Avril  2023

 
Les autres N°


Allez les Jaunes !


Eh oui, mes poussins, ce mois-ci nous allons parler de "jaune", de la couleur jaune. La couleur du soleil. Celle d'un apéritif anisé, aussi. Mais nous ne sommes pas là pour l'apéro. Pas encore… A ce moment de l'année, le printemps fait resplendir la nature et si chaque saison a sa teinte dominante, le printemps, lui, semble préférer le jaune. Vous en doutez ? Suivez-moi donc que je vous montre ça...



 

Timide et discrète, au creux des fossés, se cache l'évanescente jonquille sauvage. Son jaune opalescent et tendre nous paraît bien fragile. "Coucou" semble-t-elle murmurer à tous ceux qui la cherchent. Et son existence, très courte, se termine dans un vase d'où elle voit, par derrière la fenêtre, ses compagnes se faner au soleil… comme elle-même dans quelques jours. Plaignons les tendres coucous.



 

Plus rustique, le bouton d'or n'a pas la fragilité de la romantique jonquille. Il se dresse, dru et pétant, au milieu des herbes et des ronces. Rien ne lui fait peur. Puis il a pour lui sa simplicité : une corolle en étoile à cinq branches, tout ce qu'il y a de plus symétrique et de robuste. Ni fioritures, ni faux-semblant. Le bouton d'or va droit au but, mais avec élégance. Il a quelque chose du gentleman-farmer. Ce n'est pas non plus le jaune de tout le monde : un peu nacré, lumineux, comme dans les enluminures des anciens manuscrits et, sous ses airs bonhommes, précieux. D'où son nom, sans doute. Bouton d'or, la fleur qui boutonne l'habit vert des prairies…


Attardons-nous un moment sur l'autre vedette de la saison : l'inévitable pissenlit. C'est un petit gars du peuple, un peu faubourien et à l'humeur taquine. Peut-être pas très distingué, certes, mais franc et sympathique. Son jaune tire sur l'orangé, ce qui en fait un soleil miniature. Il recouvre, innombrable et multiple, les prés, les pelouses, les fossés, les jardins. L'invasion sauvage colore les collines. Et vivace, avec ça ! Aussitôt coupée, aussitôt repoussée, la fleur redresse la tête sous la faucille, le couteau ou la tondeuse.

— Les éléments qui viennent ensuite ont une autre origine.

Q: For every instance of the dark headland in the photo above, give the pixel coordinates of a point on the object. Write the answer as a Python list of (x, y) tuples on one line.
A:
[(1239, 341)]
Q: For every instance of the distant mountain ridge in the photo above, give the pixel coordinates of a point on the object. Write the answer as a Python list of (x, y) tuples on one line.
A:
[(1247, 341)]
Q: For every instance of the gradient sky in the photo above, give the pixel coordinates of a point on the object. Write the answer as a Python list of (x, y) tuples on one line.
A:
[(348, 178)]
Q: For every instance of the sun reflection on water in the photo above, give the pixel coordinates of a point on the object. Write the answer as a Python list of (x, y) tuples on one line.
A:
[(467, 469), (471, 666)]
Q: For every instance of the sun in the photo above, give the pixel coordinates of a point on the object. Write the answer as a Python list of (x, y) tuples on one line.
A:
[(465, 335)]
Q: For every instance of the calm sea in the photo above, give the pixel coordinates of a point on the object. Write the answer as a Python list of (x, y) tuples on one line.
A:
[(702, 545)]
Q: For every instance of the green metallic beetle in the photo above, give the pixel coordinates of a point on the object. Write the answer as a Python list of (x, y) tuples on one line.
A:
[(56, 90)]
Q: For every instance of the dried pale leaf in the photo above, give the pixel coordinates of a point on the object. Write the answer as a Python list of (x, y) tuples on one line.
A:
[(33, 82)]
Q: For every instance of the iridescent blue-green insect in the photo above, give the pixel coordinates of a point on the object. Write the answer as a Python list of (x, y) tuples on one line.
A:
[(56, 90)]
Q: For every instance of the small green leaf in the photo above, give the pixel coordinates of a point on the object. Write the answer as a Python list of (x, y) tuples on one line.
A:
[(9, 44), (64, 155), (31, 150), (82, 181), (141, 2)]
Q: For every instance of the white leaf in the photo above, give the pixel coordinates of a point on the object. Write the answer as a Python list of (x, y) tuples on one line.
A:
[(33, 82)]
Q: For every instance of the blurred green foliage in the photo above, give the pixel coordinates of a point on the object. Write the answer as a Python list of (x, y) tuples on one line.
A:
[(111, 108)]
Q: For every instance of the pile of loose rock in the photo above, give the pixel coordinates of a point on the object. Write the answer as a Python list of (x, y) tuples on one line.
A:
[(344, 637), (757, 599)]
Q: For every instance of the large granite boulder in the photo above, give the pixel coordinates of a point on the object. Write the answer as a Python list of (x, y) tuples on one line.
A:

Increvable, la bête ! En fait, seul le cycle inexorable de la nature mettra fin à sa prédominante exubérance : en quelques jours, les fleurs se changent en ombrelles à mulot, en boules de dentelles, en parachute pour les fourmis. Feux d'artifice lilliputiens qui sèment à tout vent. La fleur gavroche s'est transformée en demoiselle surannée. Puis, la graine envolée, le pissenlit retourne à son anonymat d'herbe ordinaire.

Nous finirons par le Roi des Jaunes, celui qui règne en maître sur nos campagnes : le jaune colza !
Avec lui, pas d'hésitation, c'est jaune et ça le fait savoir. D'un coup de pinceau magique, il a repeint les champs de chaque côté du chemin. Un jaune un peu acide, comme son parfum, brillant, clinquant qui nous étonne, nous éblouit, nous ravit à chaque fois. Et c'est déjà la route vers l'été que nous ouvrent le colza et son jaune de guinguette, joyeux et dansant.